In terms of enforcement response, the Regions should consider a variety of factors in determining whether the ash that is a hazardous waste is being managed in an environmentally irresponsible manner so as to pose a potential threat to human health and the environment. Regions should be prepared to bring formal enforcement actions upon information that management of the ash may present an imminent and substantial endangerment pursuant to RCRA § 7003 and should evaluate whether formal enforcement actions pursuant to Section 3008 (h) of RCRA are appropriate in the event the Agency has information that there is or has been a release of a hazardous waste or hazardous constituents from a facility managing hazardous ash.
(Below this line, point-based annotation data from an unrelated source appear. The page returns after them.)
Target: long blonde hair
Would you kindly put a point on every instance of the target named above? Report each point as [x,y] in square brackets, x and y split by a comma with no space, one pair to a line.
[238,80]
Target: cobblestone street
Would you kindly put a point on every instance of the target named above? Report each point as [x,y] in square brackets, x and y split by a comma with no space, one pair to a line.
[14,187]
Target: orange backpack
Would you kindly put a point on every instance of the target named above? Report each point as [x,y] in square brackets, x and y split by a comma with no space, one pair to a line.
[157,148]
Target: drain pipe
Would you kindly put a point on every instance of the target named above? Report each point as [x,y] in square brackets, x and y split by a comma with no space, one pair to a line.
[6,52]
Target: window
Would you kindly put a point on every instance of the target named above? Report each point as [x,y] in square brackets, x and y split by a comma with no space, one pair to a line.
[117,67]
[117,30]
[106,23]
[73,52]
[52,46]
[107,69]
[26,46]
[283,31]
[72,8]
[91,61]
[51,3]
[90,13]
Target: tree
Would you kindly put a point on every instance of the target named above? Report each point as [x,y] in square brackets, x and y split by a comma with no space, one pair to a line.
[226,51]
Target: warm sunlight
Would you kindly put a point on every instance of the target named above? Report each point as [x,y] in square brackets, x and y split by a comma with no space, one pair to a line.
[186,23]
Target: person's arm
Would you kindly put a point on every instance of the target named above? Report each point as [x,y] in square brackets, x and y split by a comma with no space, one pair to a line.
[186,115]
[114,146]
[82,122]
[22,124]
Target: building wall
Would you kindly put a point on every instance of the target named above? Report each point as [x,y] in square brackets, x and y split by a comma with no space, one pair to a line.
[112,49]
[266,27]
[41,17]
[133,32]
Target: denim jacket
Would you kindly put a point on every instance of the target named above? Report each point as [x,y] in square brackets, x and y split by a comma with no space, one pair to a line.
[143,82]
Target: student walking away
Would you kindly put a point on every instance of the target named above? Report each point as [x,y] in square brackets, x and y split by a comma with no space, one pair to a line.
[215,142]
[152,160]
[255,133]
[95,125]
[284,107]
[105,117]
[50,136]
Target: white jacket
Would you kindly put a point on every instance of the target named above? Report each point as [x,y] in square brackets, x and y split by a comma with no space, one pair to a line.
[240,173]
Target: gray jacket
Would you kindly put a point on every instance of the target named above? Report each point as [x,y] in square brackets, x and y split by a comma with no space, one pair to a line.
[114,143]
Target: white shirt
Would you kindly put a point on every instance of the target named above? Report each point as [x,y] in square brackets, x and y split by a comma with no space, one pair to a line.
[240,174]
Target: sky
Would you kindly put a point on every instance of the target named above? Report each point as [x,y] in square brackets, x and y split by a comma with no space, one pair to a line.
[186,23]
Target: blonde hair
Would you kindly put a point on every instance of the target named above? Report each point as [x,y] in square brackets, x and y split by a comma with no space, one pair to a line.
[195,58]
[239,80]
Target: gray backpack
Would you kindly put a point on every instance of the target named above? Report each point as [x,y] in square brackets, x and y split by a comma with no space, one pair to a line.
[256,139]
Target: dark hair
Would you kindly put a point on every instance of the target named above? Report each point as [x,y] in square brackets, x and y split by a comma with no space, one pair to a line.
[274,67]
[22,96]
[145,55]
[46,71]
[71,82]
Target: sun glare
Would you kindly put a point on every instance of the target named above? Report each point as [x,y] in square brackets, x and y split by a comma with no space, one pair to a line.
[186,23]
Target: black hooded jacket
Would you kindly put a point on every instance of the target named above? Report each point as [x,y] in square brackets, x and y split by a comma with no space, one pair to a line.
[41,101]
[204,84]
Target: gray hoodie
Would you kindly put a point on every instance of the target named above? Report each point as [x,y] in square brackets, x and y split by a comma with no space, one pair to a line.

Other indicators of environmentally irresponsible management of hazardous ash that may warrant a formal enforcement action under Section 3008 (a) of RCRA include, but are not limited to:

- - failure to manage ash that is a hazardous waste in solid waste management units that comply with 40 CFR Part 258;

- - failure to implement or have in place, within 90 days of the effective date of the Supreme Court decision, a method to determine (by knowledge or testing) whether or not the ash produced at the facility exhibits a hazardous waste characteristic (for purposes of this implementation strategy, the facility may sample and test combined fly ash and bottom ash if they are mixed within the municipal combustion unit);

- - failure to have controls on fugitive emissions during storage and transportation of ash that is a hazardous waste (e.g., minimizing dust emissions through quenching or wetting the ash and by transporting ash in leak resistant containers or trucks and by controlling run-on and run-off from ash handling areas); and

- - reuse in any manner of ash that is a hazardous waste.

In implementing this strategy, the Regions are encouraged to work with their authorized States to develop approaches for ensuring compliance with Subtitle C in the regulated community. Following the creation of the new Office of Enforcement and Compliance Assurance (OECA), the Chemical, Commercial Services, and Municipal Division will work with OECA's RCRA Enforcement Division, the Regions, and the States to identify those issues presenting the greatest compliance challenges and develop strategies to address those concerns. The Regions are also encouraged to work with their States to update state authorized programs where applicable. Finally, Regions are encouraged to provide input from both their offices and their States regarding this strategy and its implementation. Six months after issuance of this memorandum, we will revisit this strategy to gauge its effectiveness and incorporate any improvements or modifications as warranted.

If you have any questions regarding this implementation strategy, please have your staff contact Jon Silberman (202-260-4326) of OE-RCRA, Andrew Cherry of the new Office of Compliance's Commercial Services and Municipal Branch (202-260-3097) , or Andy Teplitzky (202-260-1099) of OSWER-Office of Solid Waste.